Basil Rathbone and Nigel Bruce were a close second for me in this poll. We had a long discussion about who was the best 20th century Holmes/Watson actors a while back.

Thanks for playing.


----------



## Pyotr (Feb 26, 2013)

breakup said:


> Anything with Woody Allen in it has got to be at the bottom of the list.

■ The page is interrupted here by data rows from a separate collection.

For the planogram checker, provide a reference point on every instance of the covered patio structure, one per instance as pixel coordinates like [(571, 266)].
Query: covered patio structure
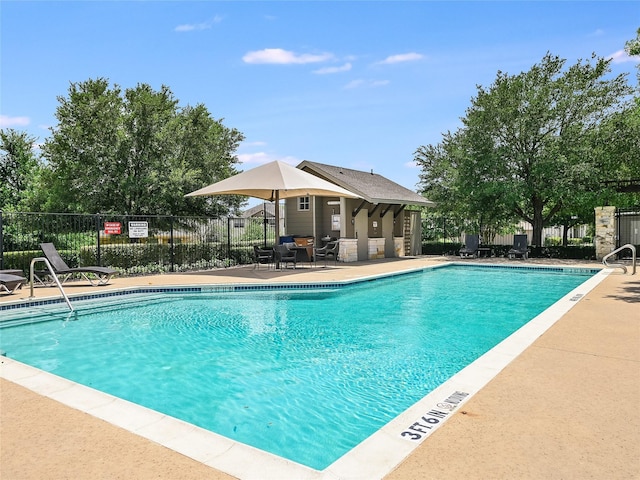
[(378, 224)]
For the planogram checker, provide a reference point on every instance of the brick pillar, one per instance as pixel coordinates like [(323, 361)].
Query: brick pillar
[(605, 238)]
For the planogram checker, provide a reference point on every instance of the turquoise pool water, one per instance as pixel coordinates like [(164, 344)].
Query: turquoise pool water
[(306, 374)]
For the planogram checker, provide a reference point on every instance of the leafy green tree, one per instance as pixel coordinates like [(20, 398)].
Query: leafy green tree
[(632, 47), (135, 152), (19, 168), (523, 150)]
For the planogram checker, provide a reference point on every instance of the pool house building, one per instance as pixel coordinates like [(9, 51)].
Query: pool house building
[(383, 222)]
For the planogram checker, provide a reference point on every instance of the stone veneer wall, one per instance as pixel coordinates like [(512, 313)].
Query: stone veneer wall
[(376, 248), (605, 238), (398, 246), (348, 250)]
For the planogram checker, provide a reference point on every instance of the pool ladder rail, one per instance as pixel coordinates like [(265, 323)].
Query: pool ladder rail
[(55, 278), (620, 265)]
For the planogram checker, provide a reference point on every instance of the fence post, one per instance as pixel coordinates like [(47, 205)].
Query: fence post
[(171, 242)]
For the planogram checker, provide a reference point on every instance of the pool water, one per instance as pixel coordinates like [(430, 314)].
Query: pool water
[(306, 375)]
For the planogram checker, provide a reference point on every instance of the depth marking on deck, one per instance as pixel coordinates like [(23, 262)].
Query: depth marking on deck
[(430, 421)]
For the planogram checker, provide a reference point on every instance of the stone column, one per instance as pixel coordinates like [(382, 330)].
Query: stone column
[(605, 238)]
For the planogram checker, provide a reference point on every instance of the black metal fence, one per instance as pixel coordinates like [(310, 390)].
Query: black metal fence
[(133, 245), (628, 227)]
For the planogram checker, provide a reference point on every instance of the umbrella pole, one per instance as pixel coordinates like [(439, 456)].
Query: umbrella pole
[(277, 226)]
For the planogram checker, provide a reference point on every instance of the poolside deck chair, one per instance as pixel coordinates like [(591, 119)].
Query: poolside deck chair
[(262, 256), (520, 247), (101, 275), (285, 255), (331, 249), (471, 244), (9, 283)]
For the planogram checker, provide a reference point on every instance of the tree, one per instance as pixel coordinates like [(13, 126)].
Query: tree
[(632, 47), (523, 150), (135, 152), (19, 168)]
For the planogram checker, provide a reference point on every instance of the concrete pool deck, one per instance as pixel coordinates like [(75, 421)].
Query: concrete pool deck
[(567, 407)]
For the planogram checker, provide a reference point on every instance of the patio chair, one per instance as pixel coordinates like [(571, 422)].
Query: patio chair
[(471, 244), (520, 247), (331, 249), (9, 283), (285, 255), (262, 256), (60, 268)]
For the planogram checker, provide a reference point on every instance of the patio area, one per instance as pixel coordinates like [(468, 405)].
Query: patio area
[(567, 407)]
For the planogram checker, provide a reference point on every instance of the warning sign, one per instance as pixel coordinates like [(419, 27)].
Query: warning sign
[(138, 229), (112, 228)]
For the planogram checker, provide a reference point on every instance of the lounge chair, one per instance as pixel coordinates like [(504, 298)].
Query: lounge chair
[(60, 268), (9, 283), (285, 255), (331, 249), (262, 256), (520, 247), (471, 244)]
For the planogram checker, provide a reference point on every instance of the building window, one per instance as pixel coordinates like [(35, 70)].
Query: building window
[(304, 203)]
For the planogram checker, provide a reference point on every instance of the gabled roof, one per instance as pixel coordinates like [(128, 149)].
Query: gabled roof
[(370, 186)]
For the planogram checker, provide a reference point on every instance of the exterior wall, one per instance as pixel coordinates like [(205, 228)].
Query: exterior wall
[(361, 230), (298, 222), (605, 237), (375, 247), (348, 250), (387, 232)]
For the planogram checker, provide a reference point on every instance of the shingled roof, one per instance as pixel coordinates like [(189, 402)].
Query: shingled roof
[(370, 186)]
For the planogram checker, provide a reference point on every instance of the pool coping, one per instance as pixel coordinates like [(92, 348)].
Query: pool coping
[(375, 457)]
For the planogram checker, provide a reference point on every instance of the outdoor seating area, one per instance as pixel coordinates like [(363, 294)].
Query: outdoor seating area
[(520, 247), (296, 253), (11, 280), (330, 250), (471, 244), (95, 275)]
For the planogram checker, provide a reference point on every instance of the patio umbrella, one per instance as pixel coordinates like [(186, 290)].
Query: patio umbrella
[(274, 181)]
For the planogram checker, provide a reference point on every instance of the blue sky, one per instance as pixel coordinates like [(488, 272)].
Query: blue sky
[(358, 84)]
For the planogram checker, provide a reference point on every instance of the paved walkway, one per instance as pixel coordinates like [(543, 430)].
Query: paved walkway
[(566, 408)]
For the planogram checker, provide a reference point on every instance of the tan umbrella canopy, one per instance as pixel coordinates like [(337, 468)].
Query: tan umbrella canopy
[(273, 181)]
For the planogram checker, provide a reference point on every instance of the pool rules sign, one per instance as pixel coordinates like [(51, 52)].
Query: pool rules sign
[(138, 229)]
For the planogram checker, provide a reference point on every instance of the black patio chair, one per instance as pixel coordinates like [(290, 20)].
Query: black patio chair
[(331, 249), (471, 245), (101, 275), (285, 255), (9, 282), (520, 247)]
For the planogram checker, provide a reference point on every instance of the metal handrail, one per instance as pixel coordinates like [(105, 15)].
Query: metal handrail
[(620, 265), (55, 278)]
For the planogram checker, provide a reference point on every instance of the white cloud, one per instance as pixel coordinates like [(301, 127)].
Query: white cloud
[(411, 164), (366, 83), (283, 57), (191, 27), (354, 84), (621, 57), (7, 121), (323, 71), (400, 58)]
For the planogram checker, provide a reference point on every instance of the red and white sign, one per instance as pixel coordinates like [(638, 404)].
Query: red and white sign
[(112, 228)]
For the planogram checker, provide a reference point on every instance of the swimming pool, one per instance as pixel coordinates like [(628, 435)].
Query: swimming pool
[(299, 343)]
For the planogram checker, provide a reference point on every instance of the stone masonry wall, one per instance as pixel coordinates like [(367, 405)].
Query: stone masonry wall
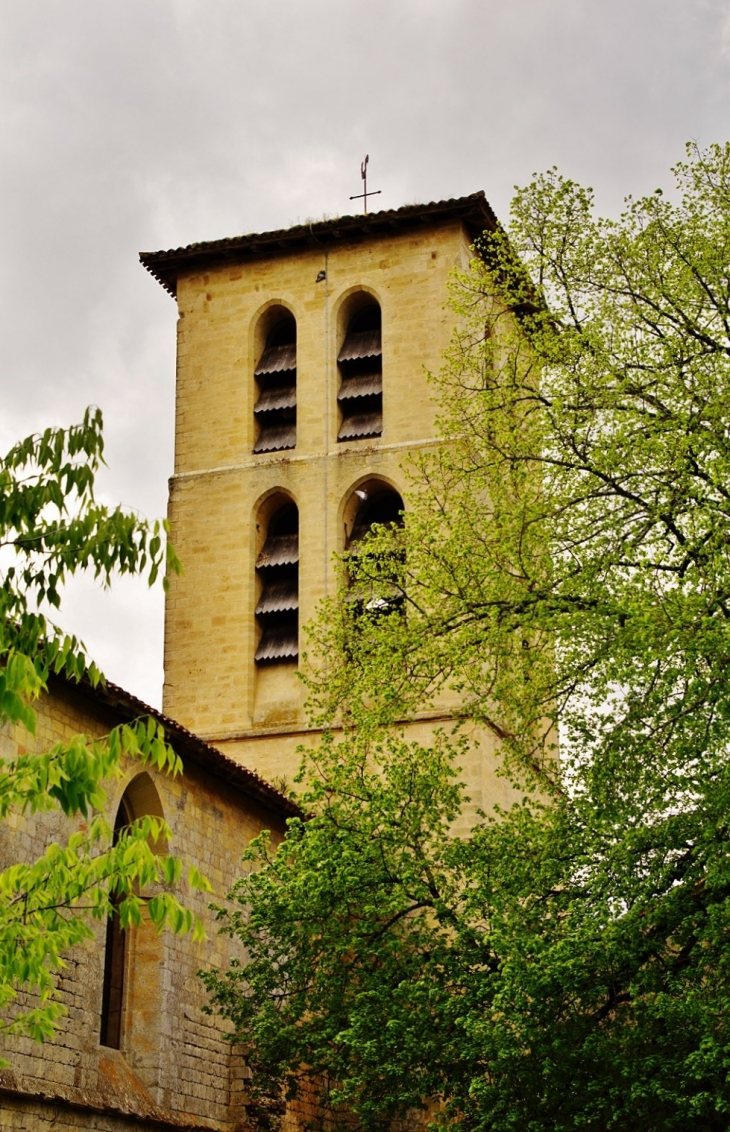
[(174, 1066)]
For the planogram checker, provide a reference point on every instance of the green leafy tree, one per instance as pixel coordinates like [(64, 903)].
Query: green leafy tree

 Annie Hall, Manhattan, The Purple Rose of Cairo are a few of my favorites.


----------



## geralmar (Feb 15, 2013)

Kirk Douglas and Burt Lancaster (7)
Edgar Bergen and Charlie McCarthy (18)


----------



## GreenMamba (Oct 14, 2012)

Bergen-McCarthy is an interesting choice, and I never cared for either of their solo projects.


----------



## geralmar (Feb 15, 2013)

Comedy teams of the '20s and '30s:

Burns and Allen (25)
Olsen and Johnson (12)
Wheeler and Woolsey (32)


----------



## brotagonist (Jul 11, 2013)

I won't say these are my favourites, but I have seen a lot of their collaborations on German television when I used to live in Germany. I'm not sure I'd ever even heard of them before, but they sure seem to be popular in Germany, where their films were being broadcast all of the time. Who are they?

Terence Hill and Bud Spencer


----------



## Musicophile (May 29, 2015)

Jean-Paul Belmondo and Alain Delon. Doesn't get cooler than that. When as a student I first moved to France, I absorbed all the Nouvelle Vague stuff like crazy.


----------



## brotagonist (Jul 11, 2013)

The cool thing about German television is that it is not nationalistic. Movies from all over the world, including Canada, but even non-Western countries, were broadcast all of the time, generally overdubbed into German, but occasionally with subtitles. I had two VCRs and typically taped two movies a night while watching a third. I couldn't believe the wealth of really interesting viewing (and I am foremost a documentary buff, and they sure kept me watching, in that regard, too). Here, we barely even get Canadian movies, only American.

Yes, I recall Alain Delon and, mentioned earlier, Louis de Funès


----------